Tapi Umi takut. Ia yakin emaknya tak ingin permasalahannya diketahui siapa pun, tak ingin mendapat simpati dari siapa pun. Emaknya pasti malu dengan prahara rumah tangganya. Dan jika didesak, besar kemungkinan perempuan itu akan tersinggung, akan marah. 

“Kenapa Kakak selalu marah-marah pada saya yang sabar seperti ini?” Ada suara yang dipelankan dari Emak, yang didengar Umi saat mengangkat bantal dari telinganya karena panas. “Sedangkan saya tidak pernah mempermasalahkan, tidak sekalipun mengeluhkan kelakuan Kakak yang menghianati saya dengan kawin lagi. Saya tetap bersikap seperti biasa, tetap taat sebagai isteri Kakak.”

Pedih hati Umi mendengar ucapan emaknya yang dalam keadaan dizalimi masih juga memelas. Semakin keras kebencian Umi pada Paman Budi.
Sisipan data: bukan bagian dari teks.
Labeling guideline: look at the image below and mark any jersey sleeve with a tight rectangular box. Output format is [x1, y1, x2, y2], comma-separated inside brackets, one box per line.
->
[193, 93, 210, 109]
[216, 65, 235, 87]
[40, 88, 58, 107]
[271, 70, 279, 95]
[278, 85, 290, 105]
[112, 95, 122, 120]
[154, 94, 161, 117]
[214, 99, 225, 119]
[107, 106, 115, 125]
Tiba-tiba menyeruak penyesalannya atas persetujuan yang ia berikan dulu ketika emaknya meminta ijin untuk menikah dengan lelaki itu, setahun setelah bapak kandung Umi meninggal. 

“Diam!”

Umi tersentak oleh bentakan Paman Budi.

Ia ingin mendengar emaknya membalas dengan bentakan pula. Tapi beberapa saat menunggu, hal itu tidak juga terjadi. Hanya ada suara pintu kamar yang ditutup.

Umi kesal pada emaknya.

***


Dua hari berlalu.

Pagi-pagi sekali Emak berseru dari depan rumah. Perempuan yang hendak berangkat ke pasar itu memanggil-manggil nama Umi.

Sang anak yang sedang menyeterika baju itu buru-buru keluar dari kamar. Di teras ia disambut Umar yang menatapnya dengan muka lesu.

“Kenapa tak kau balas juga pesanku, Umi? Kenapa tiba-tiba kau minta berpisah?” tanya keponakan Paman Budi itu lirih. Nampak sekali pemuda itu tak mau lagi menutup-nutupi kelemahan jiwanya yang tak sanggup menerima kenyataan akan diputuskan gadis itu. “Aku tak mau kita berpisah. Aku mau jadikan kamu isteri!” Seruannya bergetar.

Umi menghela nafas, hendak menghela kata-kata Umar agar tak merasuk ke dalam hatinya. Wajahnya tak lagi sedih seperti kemarin. Dan ia juga tersenyum.

Sejenak tatapannya merayapi sekitar pekarangan, mencari-cari emaknya. Akhirnya ia yakin perempuan itu sudah dalam perjalanan ke pasar.

“Baiklah, Umar,” cetusnya kemudian. “Aku beritahukan kamu sekarang. Aku meminta berpisah secara tiba-tiba karena aku ingin cepat-cepat memutuskan satu demi satu simpul keterkaitanku dan ibuku dengan Paman Budi, pamanmu itu, dengan seluruh keluarganya…”

“Maksudmu?” potong Umar.

“Kau tahu sendiri pamanmu itu telah menikah lagi. Ia menghianati emakku, dan membuatnya sangat menderita walaupun berusaha disembunyikan dari aku dan semua orang. Lebih-lebih pamanmu kemudian menjadi sangat kasar pada emakku. Aku tidak terima emakku diperlakukan seperti itu. Aku tidak suka, aku benci pada pamanmu.”

Lontaran kata-kata dari bibir Umi terhenti. Gadis itu menatap Umar seakan hendak menunggu tanggapan. Tapi kekasihnya hanya diam.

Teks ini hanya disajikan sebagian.